In 1911, Jane S. McKimmon, North Carolina’s first woman home demonstration extension agent, convinced 14 county superintendents of education to employ home demonstration agents to support the girls’ tomato club program. Tomato clubs were the girls’ counterpart to the boys’ corn clubs, teaching rural youth valuable skills for life on the farm.

By 1913, the mothers, who had learned to can so well and were canning leaders in their own communities, began to ask for clubs of their own where they might learn other skills for the home. Thus home demonstration clubs for women were organized in 14 counties.

Today in Rowan County ECA is still very active in the community throughout the year participating in various projects, programs and activities such as: collecting tabs from cans for the Ronald McDonald House, Food and clothes to Rowan Helping Ministry, Family Crisis, Operation Christmas Child, Christmas Happiness, Salvation Army, and Rowan County ARC. Several clubs also sent care packages to our service men and women stationed abroad in Afghanistan and Iraq in appreciation for their hard work and dedication to our country. While continuing to volunteer during lunchtime at the South East Middle School – which provides the teacher with a duty-free lunch, tutoring for Rowan County Literacy Council, visiting the Lutheran Home, judging at the Iredell County Fair, and being department heads at the Rowan County Fair.

Throughout the last century home demonstration clubs, later renamed Extension Homemakers and today known as ECA clubs, have been involved in helping North Carolina become the progressive state it is today. From the earliest days, women organized efforts beyond their own homes to support their communities.

During the 1918 flu pandemic, home demonstration clubs provided food for those who were ill and even helped run emergency hospitals. Home demonstration clubs launched efforts to feed school children, a precursor to today’s school lunch programs.

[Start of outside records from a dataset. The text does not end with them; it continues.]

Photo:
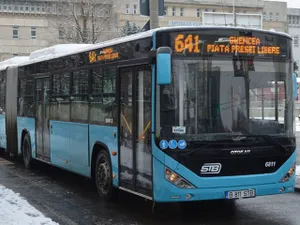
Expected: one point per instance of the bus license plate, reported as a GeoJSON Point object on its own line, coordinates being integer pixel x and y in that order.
{"type": "Point", "coordinates": [250, 193]}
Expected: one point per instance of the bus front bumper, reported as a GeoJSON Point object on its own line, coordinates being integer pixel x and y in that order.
{"type": "Point", "coordinates": [170, 193]}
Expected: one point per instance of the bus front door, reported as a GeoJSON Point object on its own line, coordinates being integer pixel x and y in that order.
{"type": "Point", "coordinates": [42, 118]}
{"type": "Point", "coordinates": [135, 167]}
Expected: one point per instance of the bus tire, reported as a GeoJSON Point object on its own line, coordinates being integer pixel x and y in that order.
{"type": "Point", "coordinates": [103, 177]}
{"type": "Point", "coordinates": [27, 152]}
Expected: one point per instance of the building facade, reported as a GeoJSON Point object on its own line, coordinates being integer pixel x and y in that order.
{"type": "Point", "coordinates": [28, 25]}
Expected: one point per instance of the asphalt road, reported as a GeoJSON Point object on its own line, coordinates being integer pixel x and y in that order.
{"type": "Point", "coordinates": [71, 199]}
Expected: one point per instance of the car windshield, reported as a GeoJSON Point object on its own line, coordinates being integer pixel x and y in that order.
{"type": "Point", "coordinates": [211, 99]}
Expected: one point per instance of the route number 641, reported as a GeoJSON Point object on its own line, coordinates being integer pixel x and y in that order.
{"type": "Point", "coordinates": [270, 164]}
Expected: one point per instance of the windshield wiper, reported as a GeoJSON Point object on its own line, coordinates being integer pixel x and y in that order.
{"type": "Point", "coordinates": [208, 144]}
{"type": "Point", "coordinates": [266, 138]}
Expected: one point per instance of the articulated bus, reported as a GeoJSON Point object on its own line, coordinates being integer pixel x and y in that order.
{"type": "Point", "coordinates": [177, 114]}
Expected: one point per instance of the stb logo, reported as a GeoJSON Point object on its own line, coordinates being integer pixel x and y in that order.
{"type": "Point", "coordinates": [211, 168]}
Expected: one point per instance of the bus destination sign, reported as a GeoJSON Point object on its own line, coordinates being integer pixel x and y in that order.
{"type": "Point", "coordinates": [192, 43]}
{"type": "Point", "coordinates": [103, 55]}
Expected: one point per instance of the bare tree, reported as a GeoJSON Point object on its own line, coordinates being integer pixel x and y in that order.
{"type": "Point", "coordinates": [82, 21]}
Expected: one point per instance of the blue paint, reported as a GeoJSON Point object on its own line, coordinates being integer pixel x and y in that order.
{"type": "Point", "coordinates": [163, 64]}
{"type": "Point", "coordinates": [105, 134]}
{"type": "Point", "coordinates": [28, 124]}
{"type": "Point", "coordinates": [163, 144]}
{"type": "Point", "coordinates": [2, 132]}
{"type": "Point", "coordinates": [60, 144]}
{"type": "Point", "coordinates": [159, 155]}
{"type": "Point", "coordinates": [295, 85]}
{"type": "Point", "coordinates": [215, 187]}
{"type": "Point", "coordinates": [173, 144]}
{"type": "Point", "coordinates": [78, 151]}
{"type": "Point", "coordinates": [182, 144]}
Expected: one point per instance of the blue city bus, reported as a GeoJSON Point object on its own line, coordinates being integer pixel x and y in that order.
{"type": "Point", "coordinates": [177, 114]}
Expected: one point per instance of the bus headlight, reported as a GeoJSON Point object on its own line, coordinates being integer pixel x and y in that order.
{"type": "Point", "coordinates": [177, 180]}
{"type": "Point", "coordinates": [289, 174]}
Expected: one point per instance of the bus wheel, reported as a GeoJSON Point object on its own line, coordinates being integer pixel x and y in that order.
{"type": "Point", "coordinates": [26, 152]}
{"type": "Point", "coordinates": [103, 176]}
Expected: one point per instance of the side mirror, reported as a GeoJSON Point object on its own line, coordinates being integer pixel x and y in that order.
{"type": "Point", "coordinates": [163, 65]}
{"type": "Point", "coordinates": [295, 88]}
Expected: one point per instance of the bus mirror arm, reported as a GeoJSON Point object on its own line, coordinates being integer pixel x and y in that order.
{"type": "Point", "coordinates": [152, 57]}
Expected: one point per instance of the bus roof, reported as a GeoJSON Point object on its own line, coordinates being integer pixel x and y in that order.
{"type": "Point", "coordinates": [56, 50]}
{"type": "Point", "coordinates": [65, 50]}
{"type": "Point", "coordinates": [13, 61]}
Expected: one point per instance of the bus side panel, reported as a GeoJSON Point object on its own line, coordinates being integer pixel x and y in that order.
{"type": "Point", "coordinates": [105, 135]}
{"type": "Point", "coordinates": [79, 149]}
{"type": "Point", "coordinates": [11, 110]}
{"type": "Point", "coordinates": [26, 124]}
{"type": "Point", "coordinates": [2, 132]}
{"type": "Point", "coordinates": [60, 144]}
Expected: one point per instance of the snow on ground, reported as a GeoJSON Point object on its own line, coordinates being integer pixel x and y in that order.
{"type": "Point", "coordinates": [14, 210]}
{"type": "Point", "coordinates": [298, 170]}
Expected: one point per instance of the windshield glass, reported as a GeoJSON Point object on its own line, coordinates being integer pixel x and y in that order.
{"type": "Point", "coordinates": [212, 98]}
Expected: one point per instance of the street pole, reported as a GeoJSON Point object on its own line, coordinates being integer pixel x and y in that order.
{"type": "Point", "coordinates": [154, 19]}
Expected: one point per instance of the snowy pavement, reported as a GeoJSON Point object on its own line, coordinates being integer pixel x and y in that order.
{"type": "Point", "coordinates": [14, 210]}
{"type": "Point", "coordinates": [298, 152]}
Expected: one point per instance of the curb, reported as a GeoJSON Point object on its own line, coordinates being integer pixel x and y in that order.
{"type": "Point", "coordinates": [297, 189]}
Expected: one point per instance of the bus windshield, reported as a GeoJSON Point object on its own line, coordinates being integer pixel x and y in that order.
{"type": "Point", "coordinates": [211, 98]}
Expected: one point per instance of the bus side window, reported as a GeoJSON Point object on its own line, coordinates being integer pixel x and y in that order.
{"type": "Point", "coordinates": [60, 101]}
{"type": "Point", "coordinates": [103, 108]}
{"type": "Point", "coordinates": [79, 96]}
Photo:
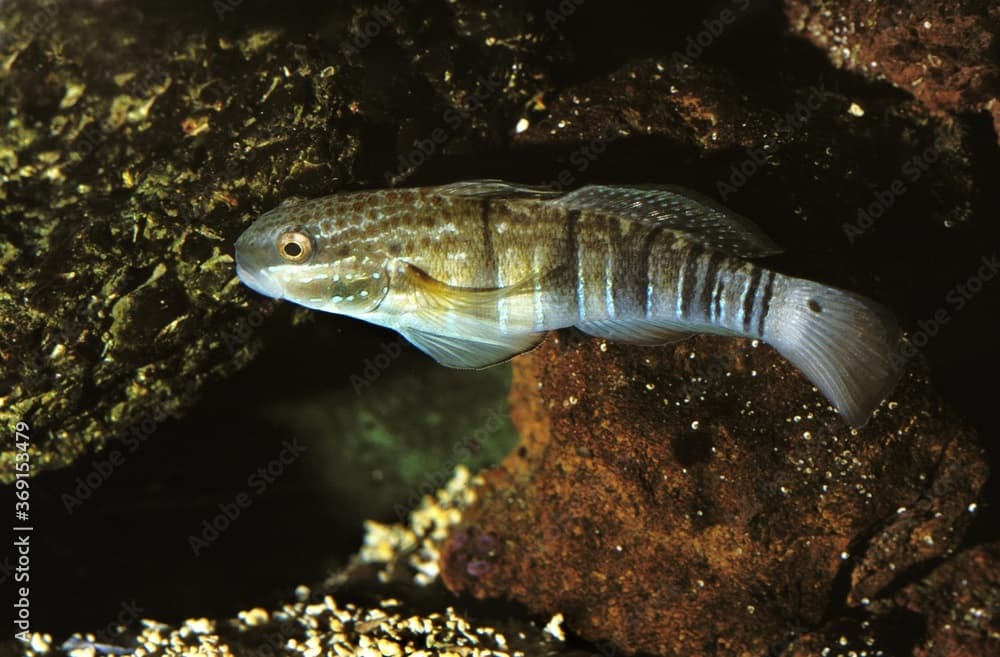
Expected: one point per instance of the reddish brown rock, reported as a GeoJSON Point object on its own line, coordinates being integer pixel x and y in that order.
{"type": "Point", "coordinates": [941, 52]}
{"type": "Point", "coordinates": [703, 499]}
{"type": "Point", "coordinates": [960, 601]}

In times of economic hardship like the Great Depression, curb markets started by home demonstration provided much-needed family income.

The markets provided a place where women could earn money selling eggs, butter, garden produce and canned goods.

Home demonstration clubs supported war efforts during World War II, conducting scrap drives and even selling war bonds to outfit the Larkspar as a military hospital ship. Clubs encouraged literacy in their communities, first by borrowing books from the state library in Raleigh and later developing book lending programs that led to the establishment of county public libraries.

Today, ECA clubs are still involved in their communities, encouraging healthy lifestyles, supporting community literacy and providing for our state’s military personnel. Clubs also educate future generation by providing scholarships and loans for higher education.

The Rowan County Extension and Community will celebrate their annual Achievement Day at 10 a.m. Tuesday at the Rowan County Agricultural Center.

The guest speaker for the occasion will be Linley Evans, Family and Consumer Sciences Teacher at East Rowan High School. Ms. Evans has been the recipient of the ECA Scholarship and is also an alumnus of East Rowan High. The theme for the day will be “Looking to the Future.”